This is cute. What’s the difference between politicians and scientists?
I have been thinking about how different people interpret data differently. And made this xkcd style graphic to illustrate this. pic.twitter.com/a8LvlmZxT7
— Jens von Bergmann (@vb_jens) March 17, 2021
There are at least two ways to look at that, though. My first assumption was that gosh, politicians are simply innumerate. But another perspective would be that politicians have an agenda and interpret data to fit a desired conclusion.
And then I read all the nonsense about attempts to pin the pandemic on an intentional conspiracy. The latest news is that workers at Wuhan labs were coming down sick before the pandemic hit.

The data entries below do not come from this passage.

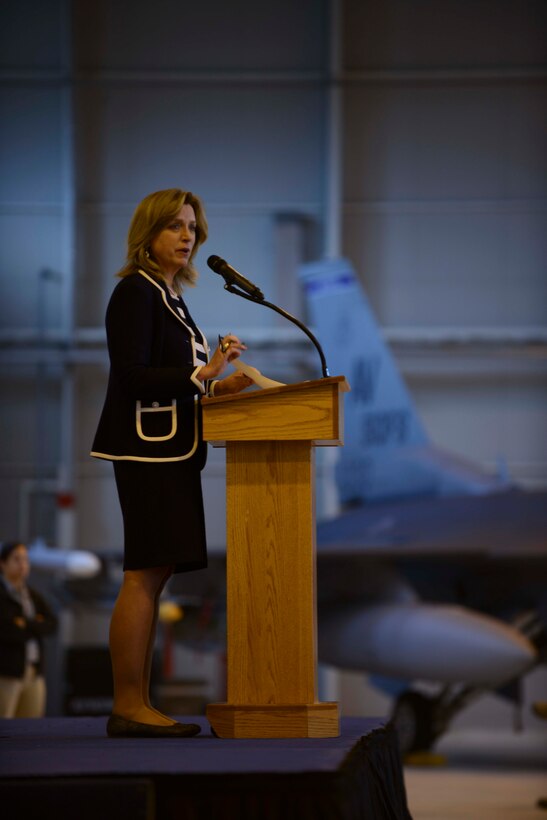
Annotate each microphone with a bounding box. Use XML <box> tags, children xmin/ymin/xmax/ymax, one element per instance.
<box><xmin>207</xmin><ymin>256</ymin><xmax>264</xmax><ymax>301</ymax></box>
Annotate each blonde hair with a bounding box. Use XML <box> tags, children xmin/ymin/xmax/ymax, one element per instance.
<box><xmin>117</xmin><ymin>188</ymin><xmax>208</xmax><ymax>293</ymax></box>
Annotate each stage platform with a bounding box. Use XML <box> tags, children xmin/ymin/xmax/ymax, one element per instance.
<box><xmin>0</xmin><ymin>717</ymin><xmax>410</xmax><ymax>820</ymax></box>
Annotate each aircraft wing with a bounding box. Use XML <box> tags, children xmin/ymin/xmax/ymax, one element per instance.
<box><xmin>317</xmin><ymin>490</ymin><xmax>547</xmax><ymax>559</ymax></box>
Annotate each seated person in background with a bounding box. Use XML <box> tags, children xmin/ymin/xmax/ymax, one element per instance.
<box><xmin>0</xmin><ymin>541</ymin><xmax>57</xmax><ymax>718</ymax></box>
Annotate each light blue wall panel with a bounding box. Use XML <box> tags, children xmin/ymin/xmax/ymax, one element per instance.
<box><xmin>77</xmin><ymin>84</ymin><xmax>323</xmax><ymax>206</ymax></box>
<box><xmin>74</xmin><ymin>0</ymin><xmax>328</xmax><ymax>71</ymax></box>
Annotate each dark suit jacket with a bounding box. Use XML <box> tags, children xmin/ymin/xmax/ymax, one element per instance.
<box><xmin>0</xmin><ymin>581</ymin><xmax>57</xmax><ymax>678</ymax></box>
<box><xmin>91</xmin><ymin>271</ymin><xmax>211</xmax><ymax>466</ymax></box>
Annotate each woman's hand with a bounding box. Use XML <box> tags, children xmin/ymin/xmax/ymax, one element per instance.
<box><xmin>197</xmin><ymin>333</ymin><xmax>248</xmax><ymax>384</ymax></box>
<box><xmin>215</xmin><ymin>370</ymin><xmax>254</xmax><ymax>396</ymax></box>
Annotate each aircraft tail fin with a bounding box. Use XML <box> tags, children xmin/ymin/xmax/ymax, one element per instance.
<box><xmin>299</xmin><ymin>259</ymin><xmax>508</xmax><ymax>504</ymax></box>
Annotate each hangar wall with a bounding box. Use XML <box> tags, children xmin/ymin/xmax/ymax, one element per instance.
<box><xmin>0</xmin><ymin>0</ymin><xmax>547</xmax><ymax>550</ymax></box>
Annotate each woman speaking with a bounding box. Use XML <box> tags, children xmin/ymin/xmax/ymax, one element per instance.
<box><xmin>91</xmin><ymin>188</ymin><xmax>252</xmax><ymax>737</ymax></box>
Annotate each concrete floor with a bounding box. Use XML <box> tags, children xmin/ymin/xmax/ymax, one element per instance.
<box><xmin>404</xmin><ymin>730</ymin><xmax>547</xmax><ymax>820</ymax></box>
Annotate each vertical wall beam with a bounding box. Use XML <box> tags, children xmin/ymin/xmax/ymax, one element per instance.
<box><xmin>324</xmin><ymin>0</ymin><xmax>343</xmax><ymax>258</ymax></box>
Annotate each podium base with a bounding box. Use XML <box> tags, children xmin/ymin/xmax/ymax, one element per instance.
<box><xmin>205</xmin><ymin>702</ymin><xmax>340</xmax><ymax>738</ymax></box>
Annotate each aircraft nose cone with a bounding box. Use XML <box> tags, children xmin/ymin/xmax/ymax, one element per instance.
<box><xmin>319</xmin><ymin>604</ymin><xmax>537</xmax><ymax>687</ymax></box>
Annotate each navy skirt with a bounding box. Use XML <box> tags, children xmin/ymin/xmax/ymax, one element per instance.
<box><xmin>113</xmin><ymin>461</ymin><xmax>207</xmax><ymax>572</ymax></box>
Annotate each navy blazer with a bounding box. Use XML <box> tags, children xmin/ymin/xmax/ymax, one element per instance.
<box><xmin>91</xmin><ymin>270</ymin><xmax>214</xmax><ymax>466</ymax></box>
<box><xmin>0</xmin><ymin>581</ymin><xmax>57</xmax><ymax>678</ymax></box>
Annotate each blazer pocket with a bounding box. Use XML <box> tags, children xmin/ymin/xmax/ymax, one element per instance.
<box><xmin>136</xmin><ymin>399</ymin><xmax>177</xmax><ymax>441</ymax></box>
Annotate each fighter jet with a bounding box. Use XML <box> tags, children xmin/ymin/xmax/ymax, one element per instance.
<box><xmin>299</xmin><ymin>259</ymin><xmax>547</xmax><ymax>752</ymax></box>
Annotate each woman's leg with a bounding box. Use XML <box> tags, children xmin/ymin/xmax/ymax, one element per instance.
<box><xmin>110</xmin><ymin>567</ymin><xmax>175</xmax><ymax>726</ymax></box>
<box><xmin>142</xmin><ymin>567</ymin><xmax>173</xmax><ymax>715</ymax></box>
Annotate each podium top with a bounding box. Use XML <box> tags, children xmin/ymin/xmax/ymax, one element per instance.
<box><xmin>201</xmin><ymin>376</ymin><xmax>350</xmax><ymax>405</ymax></box>
<box><xmin>201</xmin><ymin>376</ymin><xmax>350</xmax><ymax>446</ymax></box>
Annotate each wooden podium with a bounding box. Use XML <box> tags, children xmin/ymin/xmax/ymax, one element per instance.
<box><xmin>202</xmin><ymin>376</ymin><xmax>349</xmax><ymax>738</ymax></box>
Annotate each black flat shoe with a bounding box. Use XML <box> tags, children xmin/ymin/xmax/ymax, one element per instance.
<box><xmin>106</xmin><ymin>715</ymin><xmax>201</xmax><ymax>737</ymax></box>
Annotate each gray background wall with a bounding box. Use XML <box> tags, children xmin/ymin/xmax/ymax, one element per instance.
<box><xmin>0</xmin><ymin>0</ymin><xmax>547</xmax><ymax>716</ymax></box>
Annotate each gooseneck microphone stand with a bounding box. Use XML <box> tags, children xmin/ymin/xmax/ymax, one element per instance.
<box><xmin>224</xmin><ymin>282</ymin><xmax>330</xmax><ymax>379</ymax></box>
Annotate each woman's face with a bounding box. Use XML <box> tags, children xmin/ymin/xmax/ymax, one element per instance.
<box><xmin>150</xmin><ymin>205</ymin><xmax>196</xmax><ymax>282</ymax></box>
<box><xmin>0</xmin><ymin>544</ymin><xmax>30</xmax><ymax>586</ymax></box>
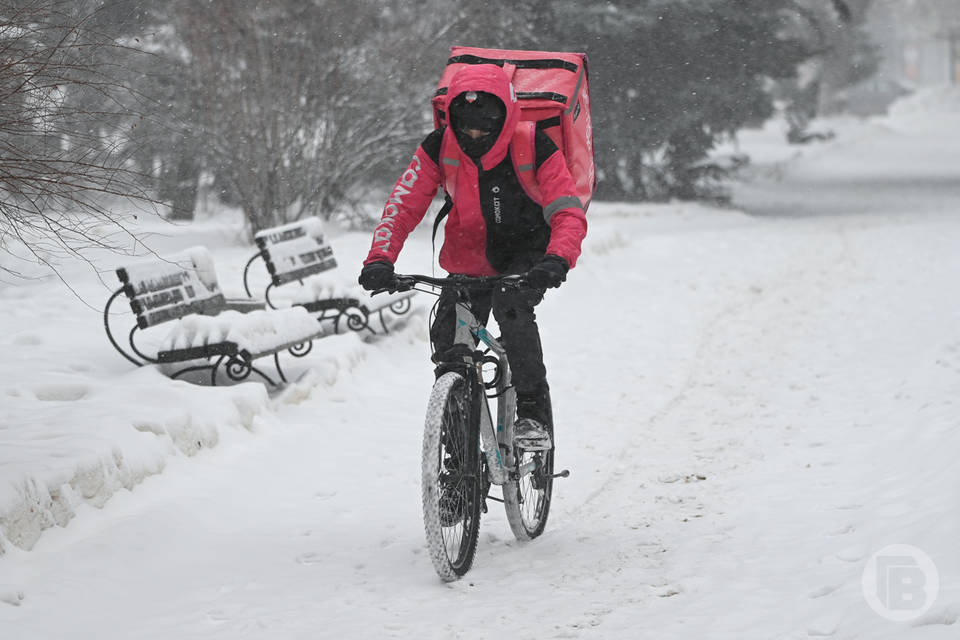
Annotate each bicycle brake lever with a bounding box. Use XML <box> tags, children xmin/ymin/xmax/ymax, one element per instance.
<box><xmin>500</xmin><ymin>275</ymin><xmax>530</xmax><ymax>289</ymax></box>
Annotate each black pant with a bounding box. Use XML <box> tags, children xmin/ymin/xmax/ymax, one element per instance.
<box><xmin>430</xmin><ymin>288</ymin><xmax>547</xmax><ymax>396</ymax></box>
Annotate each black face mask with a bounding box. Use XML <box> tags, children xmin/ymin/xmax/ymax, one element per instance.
<box><xmin>450</xmin><ymin>91</ymin><xmax>507</xmax><ymax>161</ymax></box>
<box><xmin>453</xmin><ymin>129</ymin><xmax>497</xmax><ymax>160</ymax></box>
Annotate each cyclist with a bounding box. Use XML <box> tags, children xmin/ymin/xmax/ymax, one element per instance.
<box><xmin>359</xmin><ymin>64</ymin><xmax>587</xmax><ymax>450</ymax></box>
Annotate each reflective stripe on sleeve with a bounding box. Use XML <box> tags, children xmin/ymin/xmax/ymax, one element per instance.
<box><xmin>543</xmin><ymin>196</ymin><xmax>583</xmax><ymax>224</ymax></box>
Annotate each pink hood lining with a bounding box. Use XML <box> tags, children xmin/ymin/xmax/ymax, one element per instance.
<box><xmin>443</xmin><ymin>64</ymin><xmax>520</xmax><ymax>171</ymax></box>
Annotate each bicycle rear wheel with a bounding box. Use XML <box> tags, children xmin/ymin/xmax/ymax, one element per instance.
<box><xmin>421</xmin><ymin>372</ymin><xmax>483</xmax><ymax>582</ymax></box>
<box><xmin>503</xmin><ymin>402</ymin><xmax>557</xmax><ymax>540</ymax></box>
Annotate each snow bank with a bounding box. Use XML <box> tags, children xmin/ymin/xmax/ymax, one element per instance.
<box><xmin>0</xmin><ymin>367</ymin><xmax>269</xmax><ymax>553</ymax></box>
<box><xmin>889</xmin><ymin>85</ymin><xmax>960</xmax><ymax>120</ymax></box>
<box><xmin>162</xmin><ymin>307</ymin><xmax>323</xmax><ymax>355</ymax></box>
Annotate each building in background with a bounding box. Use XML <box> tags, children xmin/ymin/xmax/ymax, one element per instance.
<box><xmin>868</xmin><ymin>0</ymin><xmax>960</xmax><ymax>88</ymax></box>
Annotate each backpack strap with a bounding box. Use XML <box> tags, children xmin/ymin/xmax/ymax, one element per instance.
<box><xmin>510</xmin><ymin>121</ymin><xmax>543</xmax><ymax>206</ymax></box>
<box><xmin>440</xmin><ymin>129</ymin><xmax>460</xmax><ymax>205</ymax></box>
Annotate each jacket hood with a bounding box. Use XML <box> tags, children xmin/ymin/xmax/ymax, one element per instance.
<box><xmin>443</xmin><ymin>64</ymin><xmax>520</xmax><ymax>171</ymax></box>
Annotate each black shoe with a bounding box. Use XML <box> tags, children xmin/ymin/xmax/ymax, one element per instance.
<box><xmin>513</xmin><ymin>418</ymin><xmax>553</xmax><ymax>451</ymax></box>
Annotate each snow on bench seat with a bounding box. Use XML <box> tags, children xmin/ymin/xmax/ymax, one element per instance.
<box><xmin>161</xmin><ymin>307</ymin><xmax>329</xmax><ymax>358</ymax></box>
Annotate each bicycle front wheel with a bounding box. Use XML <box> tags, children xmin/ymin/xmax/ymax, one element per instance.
<box><xmin>421</xmin><ymin>372</ymin><xmax>483</xmax><ymax>582</ymax></box>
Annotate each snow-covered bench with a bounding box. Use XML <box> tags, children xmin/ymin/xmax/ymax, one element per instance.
<box><xmin>103</xmin><ymin>247</ymin><xmax>331</xmax><ymax>386</ymax></box>
<box><xmin>243</xmin><ymin>217</ymin><xmax>415</xmax><ymax>333</ymax></box>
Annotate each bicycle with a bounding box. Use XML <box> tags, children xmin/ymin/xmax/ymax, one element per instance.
<box><xmin>375</xmin><ymin>275</ymin><xmax>570</xmax><ymax>582</ymax></box>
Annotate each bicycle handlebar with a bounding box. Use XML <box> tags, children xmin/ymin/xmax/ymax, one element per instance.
<box><xmin>371</xmin><ymin>273</ymin><xmax>530</xmax><ymax>295</ymax></box>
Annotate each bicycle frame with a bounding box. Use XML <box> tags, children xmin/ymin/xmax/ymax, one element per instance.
<box><xmin>454</xmin><ymin>302</ymin><xmax>516</xmax><ymax>485</ymax></box>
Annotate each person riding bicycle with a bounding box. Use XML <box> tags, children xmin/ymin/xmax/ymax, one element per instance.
<box><xmin>359</xmin><ymin>64</ymin><xmax>587</xmax><ymax>450</ymax></box>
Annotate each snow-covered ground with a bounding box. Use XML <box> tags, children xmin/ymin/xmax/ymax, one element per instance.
<box><xmin>0</xmin><ymin>87</ymin><xmax>960</xmax><ymax>640</ymax></box>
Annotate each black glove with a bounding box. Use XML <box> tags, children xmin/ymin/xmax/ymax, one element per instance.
<box><xmin>527</xmin><ymin>255</ymin><xmax>570</xmax><ymax>289</ymax></box>
<box><xmin>357</xmin><ymin>260</ymin><xmax>394</xmax><ymax>291</ymax></box>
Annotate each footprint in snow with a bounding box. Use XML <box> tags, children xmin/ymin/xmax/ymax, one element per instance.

A State Department fact sheet released by the Trump administration in January said that the researchers had gotten sick in autumn 2019 but did not go as far as to say they had been hospitalized. China reported to the World Health Organization that the first patient with Covid-like symptoms was recorded in Wuhan on December 8, 2019.
The Wall Street Journal first reported on the intelligence surrounding the earlier hospitalizations.
Importantly, the intelligence community still does not know what the researchers were actually sick with, said the people briefed, and continues to have low confidence in its assessments of the virus’ precise origins beyond the fact that it came from China. “At the end of the day, there is still nothing definitive,” said one of the people who has seen the intelligence.
That last paragraph is the important one. I can believe that people were sloppy, that the labs may have been poorly managed, or that they were secure, but employed human beings who could get sick for reasons that had nothing to do with their work. But I have yet to see any evidence that the disease was engineered. There is no evidence that the workers had COVID-19. There is no reason to think this virus was the consequence of anything other than chance variation.
But that wouldn’t fit the teleological imperative!